A purported leak exposing 5.8 million records of Uruguayan citizens has emerged as the latest flashpoint in what security researchers describe as an accelerating campaign by Latin American cybercriminals to monetize stolen government data.
The incident, reported by Dark Reading, fits a pattern analysts have tracked across the region: threat actors targeting government databases that aggregate citizen identity, tax, voting, and social services records — information that commands premium prices on underground forums and is difficult for victims to change.

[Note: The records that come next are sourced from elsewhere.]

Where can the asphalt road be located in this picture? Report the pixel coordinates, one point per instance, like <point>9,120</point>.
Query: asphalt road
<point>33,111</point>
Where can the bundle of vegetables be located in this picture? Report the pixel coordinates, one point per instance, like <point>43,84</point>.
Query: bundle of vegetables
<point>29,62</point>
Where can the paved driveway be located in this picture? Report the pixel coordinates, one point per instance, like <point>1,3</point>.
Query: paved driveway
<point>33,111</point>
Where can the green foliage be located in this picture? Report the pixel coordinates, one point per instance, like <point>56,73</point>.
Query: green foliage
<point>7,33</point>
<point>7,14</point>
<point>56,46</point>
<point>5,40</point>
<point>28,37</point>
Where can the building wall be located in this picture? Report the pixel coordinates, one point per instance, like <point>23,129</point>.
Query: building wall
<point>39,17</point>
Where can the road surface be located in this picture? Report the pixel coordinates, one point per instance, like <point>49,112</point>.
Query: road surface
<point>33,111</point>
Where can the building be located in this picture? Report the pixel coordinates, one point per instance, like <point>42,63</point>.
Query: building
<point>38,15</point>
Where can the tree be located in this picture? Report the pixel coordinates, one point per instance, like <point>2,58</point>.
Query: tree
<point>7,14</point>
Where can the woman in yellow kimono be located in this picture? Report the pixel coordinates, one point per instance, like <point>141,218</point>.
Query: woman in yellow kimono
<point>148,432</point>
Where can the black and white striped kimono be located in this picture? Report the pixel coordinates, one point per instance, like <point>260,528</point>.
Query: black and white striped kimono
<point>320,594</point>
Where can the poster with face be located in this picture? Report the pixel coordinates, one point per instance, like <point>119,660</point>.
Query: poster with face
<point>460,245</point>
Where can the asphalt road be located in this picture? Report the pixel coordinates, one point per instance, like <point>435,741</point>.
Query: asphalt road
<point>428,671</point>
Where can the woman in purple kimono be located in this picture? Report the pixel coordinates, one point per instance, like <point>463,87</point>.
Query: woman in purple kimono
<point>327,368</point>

Why Government Data Is Lucrative
Government-held citizen records are uniquely valuable to cybercriminals for several reasons:
Identity fraud at scale. National ID numbers, birth dates, addresses, and family information sourced from government registries provide all the elements needed for high-confidence identity theft. Unlike a compromised credit card, a citizen's national identity number cannot be cancelled.
Tax fraud and benefits abuse. Stolen tax identification data is widely used in false tax return schemes, fraudulent government benefit claims, and employment-based identity fraud.
Credential correlation. Many citizens reuse passwords tied to their national ID, meaning leaked government data can accelerate credential stuffing attacks against banking and e-government portals.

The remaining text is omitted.